Airport screeners have one job: to inspect luggage and passengers for banned items. While it sounds simple enough, a report published in the Wall Street Journal back in 2005 found that even when all of the information and items were right in front of them, screeners still miss banned items.

Auditors are a lot like airport screeners when it comes to detecting fraud.

When British authorities digitally placed images of knives, guns and other banned objects into luggage, screeners did a mediocre job of detecting these items. With time and practice, their performance improved dramatically. But once those images were changed, performance dropped and was no better than when the program initially started.

We Only See What We Expect to See

Why do airport screeners and auditors have a difficult time detecting anomalies? Part of the problem is that we only see what we expect to see.

If accountants haven’t received adequate training in fraud and what red flags to look for, it becomes nearly impossible to determine if a financial statement is fraudulent. To put it simply, you can’t detect something that you don’t know exists.

Auditors tend to look for the things they expect to see. They look at the numbers, and then look for support for those numbers. Or, they look for whatever they’re told is there.

An auditor with instinct will look at facts, listen to what he’s told, and then investigate further to find out what’s really there.

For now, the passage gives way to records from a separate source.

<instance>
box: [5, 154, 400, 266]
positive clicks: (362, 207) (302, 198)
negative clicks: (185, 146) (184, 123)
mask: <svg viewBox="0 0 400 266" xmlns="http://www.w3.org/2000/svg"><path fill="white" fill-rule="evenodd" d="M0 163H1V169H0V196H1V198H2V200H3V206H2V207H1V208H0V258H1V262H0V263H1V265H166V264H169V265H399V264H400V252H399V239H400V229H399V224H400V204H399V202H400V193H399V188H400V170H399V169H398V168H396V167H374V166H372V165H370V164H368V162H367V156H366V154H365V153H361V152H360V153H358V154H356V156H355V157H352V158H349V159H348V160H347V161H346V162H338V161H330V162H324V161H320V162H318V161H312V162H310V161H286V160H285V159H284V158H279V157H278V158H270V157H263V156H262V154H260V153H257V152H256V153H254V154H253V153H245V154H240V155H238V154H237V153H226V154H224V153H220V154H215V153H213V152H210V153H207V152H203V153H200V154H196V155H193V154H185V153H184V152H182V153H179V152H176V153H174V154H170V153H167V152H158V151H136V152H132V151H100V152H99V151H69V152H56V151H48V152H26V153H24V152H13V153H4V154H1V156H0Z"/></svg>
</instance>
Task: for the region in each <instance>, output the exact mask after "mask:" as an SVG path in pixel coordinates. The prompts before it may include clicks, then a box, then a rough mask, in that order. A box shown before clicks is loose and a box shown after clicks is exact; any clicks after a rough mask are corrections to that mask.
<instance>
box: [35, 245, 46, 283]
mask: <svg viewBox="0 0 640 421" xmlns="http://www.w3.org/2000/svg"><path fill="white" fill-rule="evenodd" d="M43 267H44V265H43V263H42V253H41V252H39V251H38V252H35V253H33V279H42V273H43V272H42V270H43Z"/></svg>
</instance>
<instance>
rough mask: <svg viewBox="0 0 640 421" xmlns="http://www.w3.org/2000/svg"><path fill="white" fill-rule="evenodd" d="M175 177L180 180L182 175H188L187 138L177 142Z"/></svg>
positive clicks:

Some auditors have difficulty pinpointing red flags because there’s so much “noise” or distraction. The same thing occurs with airport screeners. The more items that were in the luggage, the harder it was for screeners to find weapons and other banned items.

It becomes increasingly challenging to detect a single item when that item is a part of a much more complex scene.

Auditors face a similar challenge. Each year, they look over hundreds, sometimes thousands, of events, transactions and journal entries. With so much “noise,” detecting fraudulent items becomes ever-more challenging.

Lack of Training

Just as it can be difficult for auditors to see through the “noise” to identify fraudulent items, it can also be challenging to detect something that auditors know nothing about.

J.David Smith, a cognitive scientist, tested recognition using origami-like items. The 88 participants were able to eventually identify 76% of the items. When Smith changed the targets slightly, however, performance dropped significantly.

In the same way, auditors can have great difficulty recognizing misstatements or fraud if they have not previously been exposed to it or trained to look for it.

Audit work papers tend to look the same each year. Clients are already well aware of this, and understand that if they can make the information look like what the auditor is already used to seeing, the auditor is likely to accept the information as being true. The client then takes extra precaution to make all of the information appear “normal.”

A big part of the issue is that auditors are only trained to look for irregularities, like account relationships, variations, trends, ratios, etc. Sophisticated fraudsters know what auditors are looking for and what will get their attention. To cover their tracks, they manipulate data in such a way that relationships never pop up and all of the data is in line with what the auditor expects to see.

To see past this, auditors need an extensive amount of training, and they need to have a comprehensive understanding of the business. Only then can appropriate expectations be established, and the auditor can remain skeptical even when things appear to be “business as usual.”

The trouble is that even those who are highly experienced and trained can still have great difficulty in this department.

Auditors are great at auditing what’s in front of them, but they’re terrible at recognizing the things that aren’t there but should be. These oversights are compounded when clients are the ones who prepare the audit work papers.

You Toe the Line When Your Job is On the Line

Auditors generally have no incentive to find fraud. The moment they suspect something is amiss, they’re fired by the client. As a result, auditors overlook misstatements and fraud just to hold onto clients and their business.

Auditors are usually under a great deal of pressure to keep clients happy and to make sure they come in under budget. Oftentimes, this results in the auditor engaging in false sign-offs. They don’t actually perform the work, but they sign off on it as if they had.

SAS 99

In an attempt to overcome the mounting cases of corporate scandals, Congress enacted Sarbanes-Oxley. The American Institute of CPAs would then adopt SAS 99.

Under SAS 99, auditors have a responsibility to not only plan but perform audits to determine whether financial statements contain any material misstatement, be it through fraud or error.

Although auditors have a duty to detect fraud, there’s still the issue of lack of incentive. Will auditors detect fraud if they haven’t been thoroughly trained on those methods? Is there really any amount of training that could realistically allow auditors to fulfill their duty under SAS 99?

Finding Solutions

While no perfect solution has been discovered, there are several steps auditors can take to reduce the problem.

For one thing, accounting firms may consider hiring candidates who are skilled at finding fraud patterns. Screening potential employees for their detection ability can go a long way in resolving the issue.

Ethics training can also help, but firms may take things a step further by only choosing to hire ethical candidates. No amount of training can overcome an unethical employee.

These are two good places to start, but until we change the way auditors are paid, cases of fraud will likely always be an issue. How can auditors truly be independent and unbiased when their job depends on a positive outcome for the client? Lawsuits, rules and regulations can pave the way, but as long as clients continue to pay auditors, the problem will never truly be resolved.